Victorien choisit avec soin une bûche et la fixa sur son établi. Il sélectionna un outil, qu'il nomma un ciseau, et à l'aide de son maillet, il commença à tailler son morceau de chêne, du moins c'est ainsi qu'il l'appela. Tout en travaillant, il me parlait de son métier, de ses outils, leur utilité, puis me décrit les différentes essences de bois. Je ne comprenais pas tout, mais je buvais ses paroles. Ses mains et sa voix chantante, accompagnées par le ronronnement du poêle, me fascinaient, mais je voulais en connaître plus sur lui. Je m’enhardis et lui demandais :
— Victorien, vous l’avez toujours fait ?
— Non ! J'ai appris ce travail avec un vieux sculpteur dans un camp de prisonniers. Avant la guerre, j'étais inspecteur de police, mais, à ma libération, je n'ai pas souhaité retourner dans la police.
— Pourquoi n'avez-vous pas repris votre métier ?
— C'est une longue histoire. Pendant l'occupation, j'ai refusé d'arrêter des Juifs, j'en ai même aidé certains à s'enfuir.
— C'étaient des criminels ?
— Non ! Ils étaient juifs, tout simplement. Mes collègues m'ont dénoncé, j'ai été emprisonné par des policiers français et envoyé dans un camp de concentration, jusqu'en 1945, où je fus libéré par des soldats canadiens. Tu comprends pourquoi j’ai préféré rester loin d’eux.
À midi, je rentrai avaler mon déjeuner et revins rapidement auprès de mon nouvel ami. Avant de se remettre au travail, il me prépara un café, du vrai, sans chicorée. La semaine se passa ainsi : les matinées et débuts d'après-midi chez Victorien et les fins de journées au musée et à la bibliothèque.
Intrigué par la conversation de Victorien sur les Juifs et les camps, je demandai à mademoiselle Simone, la bibliothécaire, des livres sur cette époque. Elle m'en donna deux ou trois en évitant certains, contenant des photos trop dures.
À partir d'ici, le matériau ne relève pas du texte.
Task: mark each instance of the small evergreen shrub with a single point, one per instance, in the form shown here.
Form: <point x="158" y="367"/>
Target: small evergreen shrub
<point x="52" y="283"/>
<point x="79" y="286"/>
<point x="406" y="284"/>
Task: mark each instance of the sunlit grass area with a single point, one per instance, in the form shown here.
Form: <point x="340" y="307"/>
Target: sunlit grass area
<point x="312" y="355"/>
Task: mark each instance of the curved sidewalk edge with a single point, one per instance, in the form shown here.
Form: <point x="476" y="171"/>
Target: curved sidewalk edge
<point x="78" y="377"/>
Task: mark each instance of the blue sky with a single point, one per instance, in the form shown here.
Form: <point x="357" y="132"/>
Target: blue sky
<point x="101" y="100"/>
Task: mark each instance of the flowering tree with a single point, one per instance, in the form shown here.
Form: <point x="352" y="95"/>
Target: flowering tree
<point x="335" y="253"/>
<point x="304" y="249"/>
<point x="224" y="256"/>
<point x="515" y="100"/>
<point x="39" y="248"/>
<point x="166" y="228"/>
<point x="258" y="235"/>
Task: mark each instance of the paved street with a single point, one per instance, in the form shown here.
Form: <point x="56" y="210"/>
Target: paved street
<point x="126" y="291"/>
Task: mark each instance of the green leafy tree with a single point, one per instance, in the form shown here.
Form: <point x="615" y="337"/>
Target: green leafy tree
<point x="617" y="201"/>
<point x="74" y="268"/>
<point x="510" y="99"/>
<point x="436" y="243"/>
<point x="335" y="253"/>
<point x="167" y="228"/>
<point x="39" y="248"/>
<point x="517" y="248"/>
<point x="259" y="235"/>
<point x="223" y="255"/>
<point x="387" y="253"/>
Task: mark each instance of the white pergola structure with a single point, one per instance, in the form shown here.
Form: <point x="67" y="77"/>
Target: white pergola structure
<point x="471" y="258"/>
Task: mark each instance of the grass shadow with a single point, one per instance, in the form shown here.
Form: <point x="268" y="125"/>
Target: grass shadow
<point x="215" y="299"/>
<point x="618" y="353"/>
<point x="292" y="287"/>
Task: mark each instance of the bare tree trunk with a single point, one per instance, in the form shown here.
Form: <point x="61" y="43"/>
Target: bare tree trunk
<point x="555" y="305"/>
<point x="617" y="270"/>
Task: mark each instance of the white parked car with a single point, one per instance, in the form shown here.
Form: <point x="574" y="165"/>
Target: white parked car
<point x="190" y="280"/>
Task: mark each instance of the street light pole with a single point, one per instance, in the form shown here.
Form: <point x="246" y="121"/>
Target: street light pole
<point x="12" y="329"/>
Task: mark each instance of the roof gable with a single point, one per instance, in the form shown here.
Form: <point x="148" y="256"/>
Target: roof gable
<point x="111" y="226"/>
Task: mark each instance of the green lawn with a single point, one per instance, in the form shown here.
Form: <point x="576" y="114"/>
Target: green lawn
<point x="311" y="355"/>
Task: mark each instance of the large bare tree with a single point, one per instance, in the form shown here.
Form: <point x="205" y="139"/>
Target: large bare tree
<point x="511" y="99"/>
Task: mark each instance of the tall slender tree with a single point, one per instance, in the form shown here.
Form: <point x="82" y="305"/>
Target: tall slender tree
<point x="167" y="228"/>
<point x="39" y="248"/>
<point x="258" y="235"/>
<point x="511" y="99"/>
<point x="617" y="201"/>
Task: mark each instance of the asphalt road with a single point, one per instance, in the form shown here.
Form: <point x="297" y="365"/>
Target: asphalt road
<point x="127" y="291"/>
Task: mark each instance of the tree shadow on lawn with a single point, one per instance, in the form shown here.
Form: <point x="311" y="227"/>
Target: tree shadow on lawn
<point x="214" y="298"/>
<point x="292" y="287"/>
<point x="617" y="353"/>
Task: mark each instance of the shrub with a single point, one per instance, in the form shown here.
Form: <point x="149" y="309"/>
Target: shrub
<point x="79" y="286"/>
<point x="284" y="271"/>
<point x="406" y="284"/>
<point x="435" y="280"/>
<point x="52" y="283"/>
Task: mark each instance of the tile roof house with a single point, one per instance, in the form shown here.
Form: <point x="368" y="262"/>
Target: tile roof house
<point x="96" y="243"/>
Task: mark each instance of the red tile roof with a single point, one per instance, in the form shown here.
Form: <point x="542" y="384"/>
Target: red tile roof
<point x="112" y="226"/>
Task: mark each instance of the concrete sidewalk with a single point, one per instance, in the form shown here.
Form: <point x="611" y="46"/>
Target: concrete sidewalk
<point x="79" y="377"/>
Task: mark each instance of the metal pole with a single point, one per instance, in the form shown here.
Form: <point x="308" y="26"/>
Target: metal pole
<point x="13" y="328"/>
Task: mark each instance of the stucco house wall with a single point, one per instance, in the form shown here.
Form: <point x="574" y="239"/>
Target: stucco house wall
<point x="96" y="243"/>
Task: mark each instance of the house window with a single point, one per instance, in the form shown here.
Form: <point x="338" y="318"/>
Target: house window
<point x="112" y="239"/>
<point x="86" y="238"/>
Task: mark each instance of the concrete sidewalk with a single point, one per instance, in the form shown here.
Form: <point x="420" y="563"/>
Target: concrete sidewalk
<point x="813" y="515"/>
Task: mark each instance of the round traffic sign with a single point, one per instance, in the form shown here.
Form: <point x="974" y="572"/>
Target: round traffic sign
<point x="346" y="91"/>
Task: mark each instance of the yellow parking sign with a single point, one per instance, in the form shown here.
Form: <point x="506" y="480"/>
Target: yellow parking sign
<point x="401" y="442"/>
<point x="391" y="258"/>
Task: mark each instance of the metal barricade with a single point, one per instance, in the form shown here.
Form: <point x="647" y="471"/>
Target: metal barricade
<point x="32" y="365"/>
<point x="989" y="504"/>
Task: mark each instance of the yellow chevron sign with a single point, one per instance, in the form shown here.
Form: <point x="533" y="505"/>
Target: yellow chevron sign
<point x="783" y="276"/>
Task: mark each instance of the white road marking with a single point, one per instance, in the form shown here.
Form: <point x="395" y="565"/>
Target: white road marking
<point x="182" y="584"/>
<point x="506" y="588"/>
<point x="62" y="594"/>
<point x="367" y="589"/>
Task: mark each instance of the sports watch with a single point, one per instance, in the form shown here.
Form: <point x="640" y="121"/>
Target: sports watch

Au fil de mes lectures, je comprenais mieux les explications de Victorien ainsi que l'origine du tatouage sur son bras.
Le samedi suivant, Victorien finissait le buste commencé le lundi. Enfin, j'allais le découvrir achevé. Mon ami n'aimait pas que je regarde de trop près son travail avant qu'il soit terminé. Le dernier coup de ponçage et polissage donné, il grava quelques mots au dos du socle, puis il m'appela.
— Viens voir.
Je m'approchai de l'établi.
— C'est moi !
— Oui, petit, c’est bien toi ; il t’appartient.
— Mais je n'ai pas d'argent pour vous l'acheter.
— Qui parle de l'acheter, je te le donne.
Je restai sans voix. Pour seule réponse, je lui sautai au cou. Quand je le lâchai, une petite larme descendait sur sa joue. Encore maintenant, lorsque je pense à cet instant, je suis persuadé que, malgré ma joie, de nous deux, c'était lui, le plus heureux.